10.11.17 | Mission | by John Broadhead

    Giving costs less than you think.

    One of the key indicators of a generous person from biblical principles is someone who sacrifices (Acts 2:45, 2 Cor 8:3), so it sounds funny, even contradictory, to talk about giving “costing” less. But let’s move into the practical world of income and taxes and what it actually costs you when we consider all the benefits.

    In BC, your tax credits for charitable donations above $200 reduce the cost of your gift by almost one-half (43.7%). Federal and provincial government tax incentives encourage individuals to support their favourite charities, but many people grossly underestimate the true value of these incentives, in part because federal and provincial tax credits are calculated separately, not as one total amount on your individual tax return.

    Use this charitable donation tax credit calculator to see just how little it actually costs to give. Let’s explain.

    If you earn a salary: 
    Federal and Provincial income tax is deducted from every paycheck. At the end of the year, the amount of income tax deducted should be equal to what you owe, based on that income. To get some of that money back, you need to have Tax Credits. If you had $8,000 in Income Tax deducted from your pay but had a Tax Credit of $4,500 that you could claim on your tax form, you would get that amount of money back in cash from the government.

    If you have income from other sources (Interest, Tips, Business Revenue, etc.):
    At the end of the year, you will have to pay income tax on those earnings. To reduce the amount of money that you have to pay, you need Tax Credits. If you owe $8,000 in taxes but have a Tax Credit of $4,000, you reduce the amount you owe to the government by that amount.

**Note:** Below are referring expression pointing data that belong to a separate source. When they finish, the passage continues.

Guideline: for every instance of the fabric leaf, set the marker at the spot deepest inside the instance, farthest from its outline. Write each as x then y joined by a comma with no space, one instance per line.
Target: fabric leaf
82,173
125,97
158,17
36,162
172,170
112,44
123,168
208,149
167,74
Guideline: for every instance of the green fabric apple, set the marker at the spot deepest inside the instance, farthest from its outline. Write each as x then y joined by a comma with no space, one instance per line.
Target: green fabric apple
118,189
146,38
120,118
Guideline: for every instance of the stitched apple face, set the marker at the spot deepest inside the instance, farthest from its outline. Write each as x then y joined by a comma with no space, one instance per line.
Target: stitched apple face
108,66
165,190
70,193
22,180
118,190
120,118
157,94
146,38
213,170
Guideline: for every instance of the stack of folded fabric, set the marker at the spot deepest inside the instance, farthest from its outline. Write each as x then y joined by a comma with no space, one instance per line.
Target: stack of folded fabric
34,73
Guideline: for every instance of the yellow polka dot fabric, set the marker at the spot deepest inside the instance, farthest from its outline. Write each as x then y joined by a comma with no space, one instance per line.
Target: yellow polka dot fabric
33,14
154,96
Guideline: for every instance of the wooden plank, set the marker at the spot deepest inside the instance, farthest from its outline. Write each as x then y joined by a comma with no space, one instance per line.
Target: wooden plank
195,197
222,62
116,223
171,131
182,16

In other words, you get to keep half of what you would owe.

    How is a charitable donation tax credit calculated?**

    For BC residents, all donations after the first $200 get a combined tax credit totalling 43.7% (29% federal and 14.7% provincial) of the amount donated. 

    So here is the tax benefit of a $10,000 charitable donation.

    See the chart below for the net cost to you for larger amounts.**

    As we continue this week through the last step in the Village 2021 Land portion of the campaign, which is the actual gift decision itself, we encourage you to keep this tax credit in mind. This Sunday, October 15 is Pledge Day, when each of us will pledge what God has spoken to us about giving.

    **For simplicity, all of the following examples assume the first $200 has already been given - because it is credited differently.
    The total of charitable donations claimed for the calendar year cannot exceed 75% of your net income. If your donations do exceed this 75% limit, you don’t lose it - just claim the remaining donations on tax returns during any of the next five years.